In the code below, I have a simple for-loop that I'd like to replace with, hopefully, a faster vectorized Numba parallelized implementation as well as a CUDA implementation.
import numpy as np
b = np.array([9,8100,-60,7], dtype=np.float64)
a = np.array([584,-11,23,79,1001,0,-19], dtype=np.float64)
m = 3
n = b.shape[0]
l = n-m+1
k = a.shape[0]-m+1
QT = np.array([-85224., 181461., 580047., 8108811., 10149.])
QT_first = QT.copy()
out = [None] * l
for i in range(1, l):
QT[1:] = QT[:k-1] - b[i-1]*a[:k-1] + b[i-1+m]*a[-(k-1):]
QT[0] = QT_first[i]
# Update: This is not the REAL calculation below but a proxy
# Use QT above to do something with the ith element of array x
# As i updates in each iteration, QT changes
out[i] = np.argmin((QT + b_mean[i] * m) / (b_stddev[i] * m * a_stddev))
return out
In my real function, the length of the input arrays, a and b, can be variable and very long. Note that QT
depends on the m
and the length of b
and both will always be provided. Also, one might be tempted to recommend doing some sort of traditional convolution but convolution does not solve my problem. Convolving only gives me the final QT but I actually need to use the intermediate QT values for another calculation (see argmin line that depends on some pre-calculated calculations of the input arrays) before updating it for the next iteration of the for-loop.

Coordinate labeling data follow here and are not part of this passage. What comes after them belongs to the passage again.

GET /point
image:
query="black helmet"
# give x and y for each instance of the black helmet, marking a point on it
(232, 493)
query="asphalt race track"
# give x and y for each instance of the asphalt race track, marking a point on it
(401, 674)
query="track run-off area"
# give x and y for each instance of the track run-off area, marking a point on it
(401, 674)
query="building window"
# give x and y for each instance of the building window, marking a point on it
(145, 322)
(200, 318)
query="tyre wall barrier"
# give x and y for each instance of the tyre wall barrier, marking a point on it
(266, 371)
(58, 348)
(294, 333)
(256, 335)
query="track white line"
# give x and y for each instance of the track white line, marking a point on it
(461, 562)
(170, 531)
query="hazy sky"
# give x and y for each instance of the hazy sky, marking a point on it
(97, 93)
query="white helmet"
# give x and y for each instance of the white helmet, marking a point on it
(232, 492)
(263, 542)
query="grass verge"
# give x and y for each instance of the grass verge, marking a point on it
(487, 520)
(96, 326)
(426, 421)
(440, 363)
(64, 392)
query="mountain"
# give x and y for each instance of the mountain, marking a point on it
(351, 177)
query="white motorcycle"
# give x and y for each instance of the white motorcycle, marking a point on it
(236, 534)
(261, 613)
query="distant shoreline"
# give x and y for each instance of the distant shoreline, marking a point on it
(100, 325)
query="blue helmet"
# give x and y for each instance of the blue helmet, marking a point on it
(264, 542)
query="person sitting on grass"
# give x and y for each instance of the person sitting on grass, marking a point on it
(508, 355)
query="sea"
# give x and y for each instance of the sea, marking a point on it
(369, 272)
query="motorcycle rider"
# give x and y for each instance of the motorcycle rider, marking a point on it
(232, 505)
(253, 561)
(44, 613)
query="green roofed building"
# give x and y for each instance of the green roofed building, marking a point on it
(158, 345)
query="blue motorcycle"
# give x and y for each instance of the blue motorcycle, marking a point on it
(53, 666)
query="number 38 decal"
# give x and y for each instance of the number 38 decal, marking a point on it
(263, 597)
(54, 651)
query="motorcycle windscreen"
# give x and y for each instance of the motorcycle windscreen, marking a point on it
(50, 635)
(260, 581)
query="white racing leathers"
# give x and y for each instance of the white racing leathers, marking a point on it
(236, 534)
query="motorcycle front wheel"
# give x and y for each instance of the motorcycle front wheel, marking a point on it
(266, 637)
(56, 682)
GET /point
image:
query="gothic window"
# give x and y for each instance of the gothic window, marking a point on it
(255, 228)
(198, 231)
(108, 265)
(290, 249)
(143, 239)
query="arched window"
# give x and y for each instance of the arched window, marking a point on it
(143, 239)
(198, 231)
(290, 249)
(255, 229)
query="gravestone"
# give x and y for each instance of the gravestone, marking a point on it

What is the best way to replace the for-loop with Numba so that it is faster on CPU?
Is it possible to use multiple threads with nogil and prange in this instance?
What is the best way to replace the for-loop with Numba so that I can port this to GPU as well with CUDA Jit?
I would greatly appreciate any help in porting this code over to Numba so that I can leverage parallel CPU computation as well as GPU CUDA computation.